Je retirai ma main comme si je m’étais brûlée.
— Monsieur Blackwood, je ne peux pas accepter ce poste, déclarai-je d’une voix ferme et enfin stable.
Il me regarda avec quelque chose que je n’arrivais pas à définir. Ce n’était ni de la colère ni de la déception. C’était plus profond, une sorte de désespoir.
— D’accord. Mais pouvons-nous au moins apprendre à nous connaître ? Prenons un café ce soir.
J’ouvris la bouche pour dire non. Pour dire jamais de la vie.
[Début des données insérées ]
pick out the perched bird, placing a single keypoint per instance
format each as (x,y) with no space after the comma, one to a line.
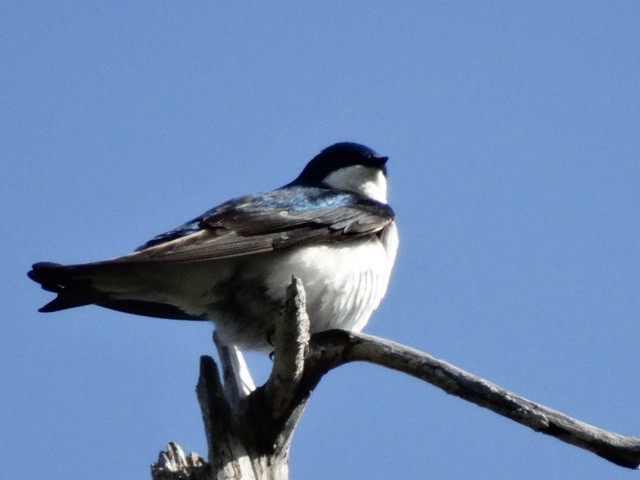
(331,227)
Mais ma langue me trahit.
— J’y réfléchirai, soufflai-je avant de partir, mes jambes m’entraînant loin de lui avant que mon cœur ne change d’avis.
Dès que je franchis la sortie de l’immeuble, l’air frais frappa mon visage, mais il ne balaya pas la tempête dans ma tête. Mon cœur cognait encore, mes paumes restaient moites. Je revivais chaque mot, chaque regard, chaque contact involontaire dans ce bureau.
Puis une voix retentit derrière moi.
— Mademoiselle Grant.
Je me retournai lentement. Véronica. Elle s’avançait vers moi, sa robe de créateur épousant ses formes à la perfection, son maquillage impeccable malgré la chaleur, et ce même sourire faux accroché à ses lèvres.
— Oui ? demandai-je poliment, bien que mon instinct m’avertît que cela ne présageait rien de bon.
Elle se pencha, son parfum m’emplissant les narines, baissant la voix comme si elle révélait un secret mortel.
— Je veux que les choses soient claires. Ethan est une zone interdite. J’ai découvert que c’était toi, à l’hôtel. Ne laisse plus jamais ça se reproduire. Tiens-toi tranquille.
Son sourire s’élargit, s’étirant sur son visage, mais ses yeux me transperçaient comme des poignards. Puis elle repartit à l’intérieur avec l’assurance d’une femme persuadée de posséder non seulement le bâtiment, mais aussi Ethan.
Je restai là, sans voix, le cœur plus lourd encore que le matin. Je n’avais même pas tenu une heure au sein de Blackwood Enterprise, et déjà je m’étais fait une ennemie. Une ennemie proche d’Ethan.
Et le pire, c’est que je n’étais même pas certaine de vouloir encore ce travail.